I've set up the most recent edition of the ANES. Let's look at an example.

> ANES2012<-read.csv("http://www.courseserve.info/files/ANES2012r.csv")
> attach(ANES2012)
> summary(ftgr_tea)
> plot(ftgr_rich,ftgr_tea)
> abline(lm(ftgr_tea~ftgr_rich))
> cor.test(ftgr_tea,ftgr_rich,test="pearson")
> summary(lm(ftgr_tea~ftgr_rich))
> summary(lm(ftgr_tea~ftgr_rich+ft_rep+ft_dem+ftgr_xfund+ftgr_bigbus+ftgr_fedgov+gender_respondent))

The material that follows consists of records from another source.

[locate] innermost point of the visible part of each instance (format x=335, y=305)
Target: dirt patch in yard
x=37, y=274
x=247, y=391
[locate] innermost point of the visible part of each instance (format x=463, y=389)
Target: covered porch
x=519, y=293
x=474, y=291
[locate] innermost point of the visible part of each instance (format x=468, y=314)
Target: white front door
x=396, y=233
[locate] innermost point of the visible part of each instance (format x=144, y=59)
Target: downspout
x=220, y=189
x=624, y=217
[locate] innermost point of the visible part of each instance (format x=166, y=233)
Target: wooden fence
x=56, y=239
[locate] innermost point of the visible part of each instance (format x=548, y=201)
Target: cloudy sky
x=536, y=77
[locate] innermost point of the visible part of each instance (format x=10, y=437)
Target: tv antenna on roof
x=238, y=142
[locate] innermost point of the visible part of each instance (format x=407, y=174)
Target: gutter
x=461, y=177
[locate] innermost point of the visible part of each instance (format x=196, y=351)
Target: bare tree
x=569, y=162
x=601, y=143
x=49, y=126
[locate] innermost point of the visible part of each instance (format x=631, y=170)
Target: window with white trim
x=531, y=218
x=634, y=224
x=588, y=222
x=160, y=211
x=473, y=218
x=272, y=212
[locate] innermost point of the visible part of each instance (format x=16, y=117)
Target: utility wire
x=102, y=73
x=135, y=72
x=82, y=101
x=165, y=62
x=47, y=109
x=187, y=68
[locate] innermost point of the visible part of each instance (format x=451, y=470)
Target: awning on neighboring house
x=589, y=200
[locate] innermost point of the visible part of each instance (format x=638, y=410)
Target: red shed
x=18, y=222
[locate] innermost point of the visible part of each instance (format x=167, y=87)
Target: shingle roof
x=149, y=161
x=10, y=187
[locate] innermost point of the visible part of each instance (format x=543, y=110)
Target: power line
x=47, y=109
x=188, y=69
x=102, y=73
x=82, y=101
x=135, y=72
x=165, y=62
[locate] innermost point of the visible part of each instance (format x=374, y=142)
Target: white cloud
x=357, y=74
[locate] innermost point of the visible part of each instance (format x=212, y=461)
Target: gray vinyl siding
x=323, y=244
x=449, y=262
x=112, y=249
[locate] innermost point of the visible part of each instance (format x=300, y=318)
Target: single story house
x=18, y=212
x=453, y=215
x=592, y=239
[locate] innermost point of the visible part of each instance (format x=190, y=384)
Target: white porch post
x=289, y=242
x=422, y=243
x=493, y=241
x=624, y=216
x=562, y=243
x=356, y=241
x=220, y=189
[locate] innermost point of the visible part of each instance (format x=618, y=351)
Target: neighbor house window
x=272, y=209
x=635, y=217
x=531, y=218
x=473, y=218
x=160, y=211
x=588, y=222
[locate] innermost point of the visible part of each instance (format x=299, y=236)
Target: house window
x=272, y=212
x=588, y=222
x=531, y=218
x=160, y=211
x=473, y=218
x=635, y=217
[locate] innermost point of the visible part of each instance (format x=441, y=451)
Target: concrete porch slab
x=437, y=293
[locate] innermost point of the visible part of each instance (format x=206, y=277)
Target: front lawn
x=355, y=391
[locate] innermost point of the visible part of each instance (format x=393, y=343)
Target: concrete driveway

It is clear that linear regression is more informative than correlations, and that multiple least squares regression is a sophisticated modeling tool. We'll practice with some additional examples.

Some things to consider:

  • The DV must be numeric
  • The IVs (predictors) can be numeric or binary
  • Predictors should not be highly correlated (above 0.9, for example)
  • Model specification is very important

    I've created a R script to create a series of binary variables for race. To run the script, at the prompt, type:

    source("http://www.courseserve.info/files/SOCY7112racevectors.r")

    and hit ENTER.

    The names of the race binary variables are: white, black, hispanic, otherrace. You should not enter all four, as this will create a collinearity problem.